To keep us up to date and focused on the latest trends, we continue to rely on this month's Guest Editor and one of our most ardent supporters, Mr. Geoff Walker, whose official title at NextWindow is Marketing Evangelist and Industry Guru. Geoff has done an outstanding job assembling this month's array of articles and you can read his great introductions in his Guest Editor's note. Geoff is also a frequent seminar speaker at SID and I hope you have the chance to experience one of his seminars if you are coming to Display Week in LA this year.

Every year, the March Touch Technology issue of ID is one of our most popular issues. We receive many requests for extra copies, our advertisers provide us very generous support, and the articles are always in-depth and fun to read. People just naturally understand touch paradigms and all seem to have stronglyformed opinions on how the technology should perform. That leads to lively discussions I always look forward to. Next year, I suspect we will be calling this the User Interfaces issue and expanding our reach even further, based on where the industry appears to be going and on my own logic discussed above.

I would like to once again acknowledge the very generous and enabling support being given to us by Avnet. As a strong backer of the display industry through its many activities, which include application-engineering support, customer education, and supply-chain management, as well as its support for SID and Information Display magazine, Avnet helps us all move the world of displays forward in new and innovative ways. We really appreciate the company coming on board and co-sponsoring ID this month.

One final note: As we were going to press we learned of the dreadful circumstances following the earthquake and tsunami in Japan. I can only imagine the scope of the tragedy that will slowly be revealed to us in the coming days. Our thoughts and prayers go out to everyone involved with the sincere hope that recovery comes fast. What we do as technologists is only a small part of who we are as human beings and in these times, the real measure of our spirit is how we reach out to help each other and convert our compassion to actions that truly heal. The whole world will be working and praying for those involved.
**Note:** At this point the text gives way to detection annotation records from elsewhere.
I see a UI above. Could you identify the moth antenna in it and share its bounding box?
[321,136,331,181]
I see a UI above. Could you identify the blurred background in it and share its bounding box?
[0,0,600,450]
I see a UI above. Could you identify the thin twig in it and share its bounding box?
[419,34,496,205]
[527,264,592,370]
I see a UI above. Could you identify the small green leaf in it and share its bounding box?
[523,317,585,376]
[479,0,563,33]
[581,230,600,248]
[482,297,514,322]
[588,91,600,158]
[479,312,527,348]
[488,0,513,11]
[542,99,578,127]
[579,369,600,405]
1Watson is an artificial intelligence computer system capable of answering questions posed in natural language, developed in IBM's DeepQA project by a research team led by principal investigator David Ferrucci. In 2011, as a test of its abilities, Watson competed on the quiz show Jeopardy! in the show's only human vs. machine match-up. In a two-game combined-point match, broadcast in three Jeopardy! episodes February 14–16, Watson bested Brad Rutter, the biggest all-time money winner on Jeopardy! and Ken Jennings, the record holder for the longest championship streak.